Anyway, had a good weekend overall but definitely came back with some ideas for my re-established goals. Many of them will be similar to my previous goals I'm sure; since I'm taking a step back I've noticed some things that I need to work on.

My #1 goal is to stop making everything about me! I don't mean that I'm selfish more about my H's moods.

To give a bit of background we went camping this weekend, we shared a cabin with BIL (H's brother) and SIL and SIL2 (H's sister) and BIL came up with there motor home and there friends came in there 5th wheel so there was alot of people. SIL3 (h's other sister) and her 2 daughters and grandson came and stayed one night as well.

Anyway, we were all out boating and snorkeling and such on Sat.
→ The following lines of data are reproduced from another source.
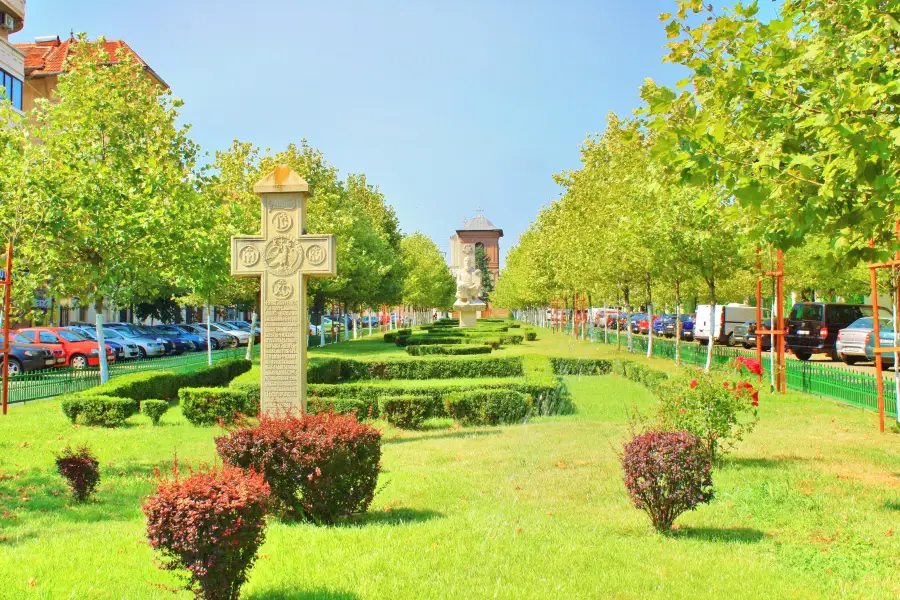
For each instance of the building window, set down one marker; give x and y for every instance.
(12, 89)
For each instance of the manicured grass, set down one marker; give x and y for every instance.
(807, 507)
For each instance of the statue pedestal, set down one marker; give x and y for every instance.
(468, 311)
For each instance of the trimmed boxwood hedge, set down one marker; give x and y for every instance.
(96, 409)
(209, 405)
(488, 407)
(448, 349)
(407, 411)
(95, 406)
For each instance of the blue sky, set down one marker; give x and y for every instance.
(447, 106)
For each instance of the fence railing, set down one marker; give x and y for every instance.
(851, 387)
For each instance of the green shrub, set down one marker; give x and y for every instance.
(437, 367)
(323, 370)
(718, 410)
(488, 407)
(580, 366)
(342, 406)
(209, 405)
(154, 409)
(550, 396)
(420, 339)
(453, 350)
(93, 409)
(392, 336)
(405, 412)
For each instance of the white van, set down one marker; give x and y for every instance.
(725, 319)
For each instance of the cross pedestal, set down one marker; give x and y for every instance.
(283, 256)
We had told D7 that we would take her to see the springs after we checked it out first. It was getting late and we were both tired but she asked and I decided that I would take her even though H said he wasn't going to go...well S10 wanted to go and so did the other kids. I didn't plan on taking 6 kids with me but when H saw all the kids going he figured he better go to. Well he was pissed...which in turn pissed me off...I didn't feel like it was my fault that all the kids decided to tag along. So we get back to the cabin and after he was done grilling dinner everybody was hanging out by the fire and he kind of stayed away and went to bed early. The next morning we were on the deck and he went over to our friends site and I felt like he was avoiding me. Well, here's the kicker! After everybody else was gone he was fine and told me that he will never do anything like this again with SIL (brother's wife)! So, the moral of the story is not to ASSume that it's always about me. I wasted Sat. night and Sun. morning stewing about what a jerk he was being and that he is ruining our fun about something stupid that was over and it really had nothing to do with that at all!

SIL can be overbearing and he has said that in the past. SIL and I talk a lot and I know some of the issues that she is having with BIL and her son, but there is a time and a place and airing your dirty laundry in front of his family doesn't cut it. I learned that lesson the hard way years ago...caused H and SIL2 not to talk for a few months. SIL also takes every opportunity to talk to my H about what is "wrong" with his brother...not a good choice. She was also criticizing the way my H was grilling and is very negative in general....so H was avoiding HER, not me!

H can be critical about little things sometimes..the best example I can think of right now is things that I buy at the grocery store. That ham sucks, don't buy those kind of brats again...little stuff like that. Typically I will respond with a smart comment or tell him if he doesn't like it he can do it himself. From now on I am going to try to smile and agree and see how that works. In his defense however, he does realize now that he is doing it and will usually "fix" it. He did give me a compliment in front of everybody this weekend and said basically that I did a great job shopping and preparing for the trip. Later he was talking about that sucky ham and I bought and I generalized and said something like "I can't seem to get anything right" but then recanted and said that wasn't true because he did give me a compliment on my shopping!

OK, so for my goals:

1) stop personallizing H's moods
2) don't react negatively to H's criticisms
3) focus on the positives: (ie we are spending more time together both as a couple and as a family)
4) limit f around time on the computer
5) establish some sort of routine for house cleaning
6) take better care of myself (ie I'm staying up to late and have deviated from my bedtime routine)

So that is my rough draft...I will have to get more specific and detailed later.

But, if you've made it thru this rambling post I need some advice. We are supposed to be going back to Orlando this weekend. I know he really doesn't want to go but I really want him to. I am using the pretense that my friend is having a surprise party for her boyfriend (they are both are friends and we spent a lot of time together before the S) which she is. Any advise on how to handle this?